The chief agents of local government were the Justices of the Peace. They were unpaid, local gentlemen with considerable power and position. They dealt with all aspects of daily life, from crime and its punishment, through the endless disputes over poor relief, bastardy, unlawful gaming and drunkenness, to the licensing of alehouses and the state roads and bridges. From Tudor times they played the central role in local administration. They had the powers to try minor cases and to supervise the administration of the parish officers.

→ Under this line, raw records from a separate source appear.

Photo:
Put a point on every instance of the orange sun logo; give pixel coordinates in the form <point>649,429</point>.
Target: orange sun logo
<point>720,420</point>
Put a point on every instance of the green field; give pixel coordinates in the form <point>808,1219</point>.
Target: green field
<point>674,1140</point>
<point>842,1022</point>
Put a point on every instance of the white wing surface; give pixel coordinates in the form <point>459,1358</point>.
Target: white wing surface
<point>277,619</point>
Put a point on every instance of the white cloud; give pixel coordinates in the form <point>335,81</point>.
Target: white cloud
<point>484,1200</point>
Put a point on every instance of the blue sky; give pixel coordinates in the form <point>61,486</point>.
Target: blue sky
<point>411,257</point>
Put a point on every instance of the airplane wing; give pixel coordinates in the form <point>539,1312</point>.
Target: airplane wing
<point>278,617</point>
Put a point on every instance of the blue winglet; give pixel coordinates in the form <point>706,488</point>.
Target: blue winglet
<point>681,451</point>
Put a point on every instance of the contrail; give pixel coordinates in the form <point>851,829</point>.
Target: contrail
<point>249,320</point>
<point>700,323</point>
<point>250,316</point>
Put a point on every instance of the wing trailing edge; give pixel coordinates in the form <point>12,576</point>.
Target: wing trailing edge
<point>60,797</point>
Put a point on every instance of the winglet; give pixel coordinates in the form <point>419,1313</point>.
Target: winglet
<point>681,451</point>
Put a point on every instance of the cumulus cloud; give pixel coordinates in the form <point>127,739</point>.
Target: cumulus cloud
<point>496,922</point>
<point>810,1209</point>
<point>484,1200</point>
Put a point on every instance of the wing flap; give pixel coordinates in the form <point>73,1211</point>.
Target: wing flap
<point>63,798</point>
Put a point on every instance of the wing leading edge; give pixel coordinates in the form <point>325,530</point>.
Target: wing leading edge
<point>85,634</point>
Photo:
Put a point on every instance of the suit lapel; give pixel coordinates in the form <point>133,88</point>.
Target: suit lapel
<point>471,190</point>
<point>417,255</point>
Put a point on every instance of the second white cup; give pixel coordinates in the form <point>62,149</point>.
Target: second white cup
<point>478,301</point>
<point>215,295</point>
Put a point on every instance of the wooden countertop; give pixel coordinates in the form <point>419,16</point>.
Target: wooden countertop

The county justices met formally four times a year at the Quarter Sessions, and the records that survive are among the most interesting of local records held at Worcester Hive. They spent most of their time on minor offences which are now too negligible to be bothered with. Berrow's Worcester Journal of 1748 published a skit on the Quarter Session, which went as follows:
3 or 4 Parsons, 3 or 4 Squires,
3 or 4 Lawyers, 3 or 4 Lyars,
3 or 4 Parishes bring Appeals,
3 or 4 Hands and 3 or 4 Seals
3 or 4 Bulls and 3 or 4 Cows,
3 or 4 Orders and 3 or 4 Bows,
3 or 4 Statutes not understood,
3 or 4 Paupers praying for food,
3 or 4 Roads that never were mended,
3 or 4 Scolds and the Session is ended.
As recent as the 1880s, the Justices spent most of their time on what now appears to be trivial offences. They sat with all solemnity to investigate such awful sins as 'unlawfully wandering abroad without visible means of subsistence, (which the Law stated to be 4d.) wandering abroad to beg and to solicit alms'. There were many cases of drunkenness for the beer was intoxicating and it was very much cheaper. There were cases of assault, but the beer was very bellicose. There was likewise more cases of bad language.